Yuhan Vevaina: Khorshed Jungalwala Memorial Lecture at the XVI NAZC 2012

December 11, 2012

Yuhan Vevaina Delivers the Khorshed Jungalwala Memorial Lecture: XVI NAZC 2012 from ZAGNY on Vimeo.

Thinking with Zoroastrianism in the 21st Century

As a 3,500 year-old religious tradition, the Zarathushti religion is one of the oldest living faiths still practiced globally. While this confers enormous prestige upon its adherents, the antiquity of the Zarathushti religion itself makes the maintenance of these age-old religious beliefs and practices especially challenging in the 21st century. This paper will address both the remarkable conservatism and the profound changes that have been embraced by modern Zarathushtis in an attempt to pose a basic question: “Where do we go from here?” Biography Dr. Yuhan Sohrab-Dinshaw Vevaina received his M.A. in 2003 and his Ph.D. in 2007 from the Department of Near Eastern Languages and Civilizations, Harvard University. He served as a Postdoctoral Fellow in the Undergraduate Core Curriculum and as the Lecturer on Old Iranian at Harvard from 2007 to 2009.

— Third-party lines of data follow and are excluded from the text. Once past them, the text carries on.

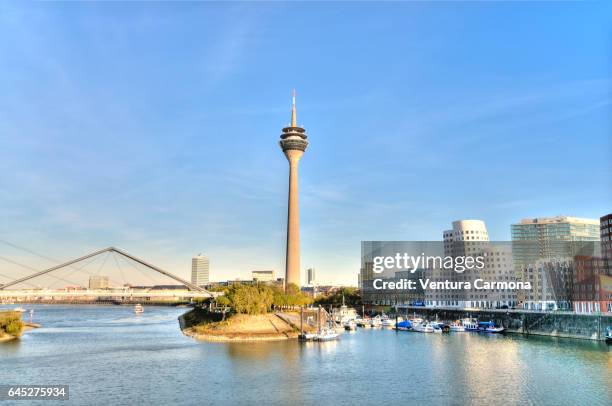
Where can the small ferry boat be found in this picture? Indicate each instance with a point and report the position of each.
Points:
(387, 322)
(363, 322)
(405, 325)
(307, 336)
(350, 325)
(437, 327)
(489, 327)
(327, 335)
(457, 326)
(470, 325)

He was a Fellow of the National Endowment for the Humanities in 2010 and is currently a Lecturer in the Department of Religious Studies at Stanford University. Yuhan teaches a number of courses related to the Zarathushti religion, including “Old Persian and Middle Persian Language and Literature”, “Winged Bulls and Sun Disks: Religion and Politics in the Persian Empire”, and “Priests, Prophets, and Kings: Religion and Society in Late Antique Iran”. In the field of Zoroastrianism he has taught “Beyond Good and Evil: A Thematic Introduction to the Zoroastrian Religion” and, most recently, “Sugar in the Milk: Modern Zoroastrianism as Race, Religion, and Ethnicity”. He is currently working on a book project on Zarathushti hermeneutics in Late Antiquity to be published by Harrassowitz Verlag of Wiesbaden, Germany and is a co-editor of the forthcoming, The Blackwell Companion to the Study of Zoroastrianism to be published by Wiley-Blackwell of Oxford, UK.